Cron Alternatives
This document describes alternatives to the Scheduler interface. Arrower relies on jobs being scheduled by the job queue in the application. If you want to run repeating tasks outside of the application this is possible.
On the one end of the spectrum are kubernetes jobs and on the other end are crons that run directly inside the database.
Running a cron directly in the database can be a huge advantage,
as it allows to execute SQL statements directly without any overhead.
This is ideal for maintenance work or data aggregation pipelines.
The drawback is that your infrastructure might not support those extensions,
in which case you can just use Arrower's Scheduler
.
Scheduling with pg_cron
Also consult the official documentation of pg_cron.
-- Delete old data on Saturday at 3:30am (GMT)
SELECT cron.schedule('30 3 * * 6', $$DELETE FROM events WHERE event_time < now() - interval '1 week'$$);
schedule
----------
42
-- Vacuum every day at 10:00am (GMT)
SELECT cron.schedule('nightly-vacuum', '0 10 * * *', 'VACUUM');
schedule
----------
43
-- Change to vacuum at 3:00am (GMT)
SELECT cron.schedule('nightly-vacuum', '0 3 * * *', 'VACUUM');
schedule
----------
43
-- Stop scheduling jobs
SELECT cron.unschedule('nightly-vacuum' );
unschedule
------------
t
SELECT cron.unschedule(42);
unschedule
------------
t
-- Vacuum every Sunday at 4:00am (GMT) in a database other than the one pg_cron is installed in
SELECT cron.schedule_in_database('weekly-vacuum', '0 4 * * 0', 'VACUUM', 'some_other_database');
schedule
----------
44
-- Call a stored procedure every 5 seconds
SELECT cron.schedule('process-updates', '5 seconds', 'CALL process_updates()');
-- Process payroll at 12:00 of the last day of each month
SELECT cron.schedule('process-payroll', '0 12 $ * *', 'CALL process_payroll()');
┌───────────── min (0 - 59)
│ ┌────────────── hour (0 - 23)
│ │ ┌─────────────── day of month (1 - 31) or last day of the month ($)
│ │ │ ┌──────────────── month (1 - 12)
│ │ │ │ ┌───────────────── day of week (0 - 6) (0 to 6 are Sunday to
│ │ │ │ │ Saturday, or use names; 7 is also Sunday)
│ │ │ │ │
│ │ │ │ │
* * * * *
An easy way to create a cron schedule is: crontab.guru.
Postgres Image With pg_cron
You can use any (managed) database that has the pg_cron extension installed.
Alternatively, use the docker image ghcr.io/go-arrower/postgres
docker pull ghcr.io/go-arrower/postgres:latest
The image installs the extension into the default database postges
and makes it available to your database,
as if it was installed there.
The image is regenerated every week, so that you might have the latest version of postgres and its base image available to you.
Link ADL on why this is.
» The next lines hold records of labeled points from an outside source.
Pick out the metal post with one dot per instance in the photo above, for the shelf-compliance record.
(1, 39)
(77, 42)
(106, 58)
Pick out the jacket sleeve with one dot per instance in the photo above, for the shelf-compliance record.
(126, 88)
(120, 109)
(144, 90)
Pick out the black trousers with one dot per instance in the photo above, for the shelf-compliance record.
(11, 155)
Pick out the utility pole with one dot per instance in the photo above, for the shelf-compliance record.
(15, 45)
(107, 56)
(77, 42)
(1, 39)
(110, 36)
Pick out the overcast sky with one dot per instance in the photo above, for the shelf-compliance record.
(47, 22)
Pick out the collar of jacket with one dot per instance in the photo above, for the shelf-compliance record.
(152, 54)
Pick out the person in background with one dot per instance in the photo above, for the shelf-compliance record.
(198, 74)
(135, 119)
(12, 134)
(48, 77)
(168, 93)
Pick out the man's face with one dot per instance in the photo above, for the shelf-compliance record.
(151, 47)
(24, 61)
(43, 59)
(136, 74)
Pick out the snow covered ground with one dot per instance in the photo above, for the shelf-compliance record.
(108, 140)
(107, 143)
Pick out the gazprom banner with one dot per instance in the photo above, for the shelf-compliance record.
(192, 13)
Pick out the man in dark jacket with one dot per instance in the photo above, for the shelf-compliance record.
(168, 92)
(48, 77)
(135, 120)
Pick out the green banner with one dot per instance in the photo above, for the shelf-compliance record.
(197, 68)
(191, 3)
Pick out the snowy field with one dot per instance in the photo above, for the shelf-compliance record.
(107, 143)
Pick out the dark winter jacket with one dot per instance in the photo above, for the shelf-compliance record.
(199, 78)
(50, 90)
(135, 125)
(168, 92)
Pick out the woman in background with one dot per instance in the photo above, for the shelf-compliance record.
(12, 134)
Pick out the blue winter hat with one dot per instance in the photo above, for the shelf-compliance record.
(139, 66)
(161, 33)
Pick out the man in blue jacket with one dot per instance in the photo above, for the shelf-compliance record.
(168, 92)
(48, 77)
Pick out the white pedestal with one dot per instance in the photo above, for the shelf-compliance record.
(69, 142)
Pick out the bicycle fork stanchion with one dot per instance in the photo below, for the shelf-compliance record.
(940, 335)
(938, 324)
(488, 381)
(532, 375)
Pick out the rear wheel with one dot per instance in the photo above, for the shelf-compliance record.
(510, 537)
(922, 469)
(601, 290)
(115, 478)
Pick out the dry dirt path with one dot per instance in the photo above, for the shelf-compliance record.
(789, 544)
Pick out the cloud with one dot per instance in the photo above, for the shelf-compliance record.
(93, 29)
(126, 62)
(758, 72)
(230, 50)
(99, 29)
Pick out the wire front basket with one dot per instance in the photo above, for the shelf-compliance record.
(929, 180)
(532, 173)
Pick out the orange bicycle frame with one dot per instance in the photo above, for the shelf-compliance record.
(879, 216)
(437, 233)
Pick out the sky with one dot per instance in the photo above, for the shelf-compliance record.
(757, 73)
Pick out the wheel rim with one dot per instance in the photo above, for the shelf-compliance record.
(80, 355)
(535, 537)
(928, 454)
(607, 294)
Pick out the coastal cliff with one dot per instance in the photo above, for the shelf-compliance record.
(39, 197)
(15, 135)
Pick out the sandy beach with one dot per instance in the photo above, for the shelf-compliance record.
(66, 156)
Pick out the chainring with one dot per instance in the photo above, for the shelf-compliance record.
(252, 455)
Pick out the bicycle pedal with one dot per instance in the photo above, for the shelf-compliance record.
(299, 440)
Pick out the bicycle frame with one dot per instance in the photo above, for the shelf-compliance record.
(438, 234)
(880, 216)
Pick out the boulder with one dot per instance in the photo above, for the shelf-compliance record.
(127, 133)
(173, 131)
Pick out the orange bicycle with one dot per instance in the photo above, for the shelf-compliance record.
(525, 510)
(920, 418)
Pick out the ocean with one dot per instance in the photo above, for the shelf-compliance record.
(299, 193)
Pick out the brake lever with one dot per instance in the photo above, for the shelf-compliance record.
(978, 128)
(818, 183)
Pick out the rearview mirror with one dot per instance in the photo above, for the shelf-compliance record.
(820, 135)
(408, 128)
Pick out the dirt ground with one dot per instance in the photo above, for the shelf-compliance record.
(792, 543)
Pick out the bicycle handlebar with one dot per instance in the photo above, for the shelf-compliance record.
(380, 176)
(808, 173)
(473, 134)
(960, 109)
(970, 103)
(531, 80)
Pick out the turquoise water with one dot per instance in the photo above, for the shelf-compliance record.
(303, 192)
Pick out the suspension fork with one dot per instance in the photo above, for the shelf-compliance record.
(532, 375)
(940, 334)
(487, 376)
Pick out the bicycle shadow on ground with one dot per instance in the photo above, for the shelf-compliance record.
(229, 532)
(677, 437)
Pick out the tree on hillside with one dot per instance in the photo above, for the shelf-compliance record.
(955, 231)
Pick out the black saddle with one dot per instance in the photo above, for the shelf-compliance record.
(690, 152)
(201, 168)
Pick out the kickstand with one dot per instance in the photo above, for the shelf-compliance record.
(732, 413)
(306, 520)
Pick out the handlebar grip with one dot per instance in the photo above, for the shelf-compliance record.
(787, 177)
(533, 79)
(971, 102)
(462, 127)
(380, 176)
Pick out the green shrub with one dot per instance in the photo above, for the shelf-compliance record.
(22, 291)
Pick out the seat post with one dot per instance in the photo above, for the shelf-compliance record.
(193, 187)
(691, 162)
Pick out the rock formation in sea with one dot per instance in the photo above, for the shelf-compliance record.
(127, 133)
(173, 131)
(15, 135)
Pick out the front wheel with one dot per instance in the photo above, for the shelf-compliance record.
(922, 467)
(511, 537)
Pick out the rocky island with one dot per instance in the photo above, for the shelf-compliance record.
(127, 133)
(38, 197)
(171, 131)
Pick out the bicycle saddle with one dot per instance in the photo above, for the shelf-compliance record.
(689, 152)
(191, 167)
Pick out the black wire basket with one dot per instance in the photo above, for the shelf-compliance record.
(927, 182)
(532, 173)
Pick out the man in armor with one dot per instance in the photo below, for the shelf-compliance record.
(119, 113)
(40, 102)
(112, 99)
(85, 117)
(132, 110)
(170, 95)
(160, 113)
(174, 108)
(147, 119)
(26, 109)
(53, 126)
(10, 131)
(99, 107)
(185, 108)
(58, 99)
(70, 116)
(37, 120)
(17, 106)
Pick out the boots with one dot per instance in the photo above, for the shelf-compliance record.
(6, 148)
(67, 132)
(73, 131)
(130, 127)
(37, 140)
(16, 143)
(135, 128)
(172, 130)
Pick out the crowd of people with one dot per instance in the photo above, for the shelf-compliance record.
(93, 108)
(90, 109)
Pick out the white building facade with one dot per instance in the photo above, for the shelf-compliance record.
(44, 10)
Testing and limitations of pg_cron
If you want to use the cron from a different user or database, you might have to fine-tune your setup:
- Ensure your user can access the cron schema:
-- Inside the database where pg_cron is installed:
-- grant usage to regular user
GRANT USAGE ON SCHEMA cron TO your_username;
- The Arrower migrations assume pg_cron is installed in the database
postgres
if this is not the case update the database used in the migrations, see create_pg_cron_extension.up.sql
Limitations
pg_cron can only run in one database
=> two dbs and migrations to manage (outside of the project)
=> see hack to make it work with fdw
Scheduling with TimescaleDB actions
https://docs.timescale.com/api/latest/actions/
Limitations
Not included in the could licensing of TimescaleDB and only available in the open source / self-host version.
Inserting Jobs into the Database
The repeating tasks introduced above rely on and execute SQL statements only.
In some cases this might be to limiting for your needs.
Any valid row in the database will be executed as a job.
See the PersistencePayload
to learn more about the payload format.
INSERT INTO arrower.gue_jobs(job_id, created_at, updated_at, run_at, queue, job_type, priority, args)
VALUES (generate_ulid(), now(), now(), now(),
'', 'MyJob', 0,
(json_build_object(
'jobData', json_object('Payload' VALUE 'your-payload')
) #>> '{}')::BYTEA -- JSON can not be converted to BYTEA: convert to TEXT first via #>> Get JSON object at specified path as text
);
Scheduling Complex Tasks as Jobs
If you need to execute more complex business logic, use a cron to insert a row into the jobs table. This way the jobs system is taking over, allowing you to perform any kind of operation without the limits of SQL.
SELECT cron.schedule('your-custom-cron', '* * * * *',
$$INSERT INTO arrower.gue_jobs(job_id, created_at, updated_at, run_at, queue, job_type, priority, args)
VALUES (
generate_ulid(), now(), now(), now(),
'', 'MyJob', 0,
(json_build_object('jobData', '{}') #>> '{}')::BYTEA);$$);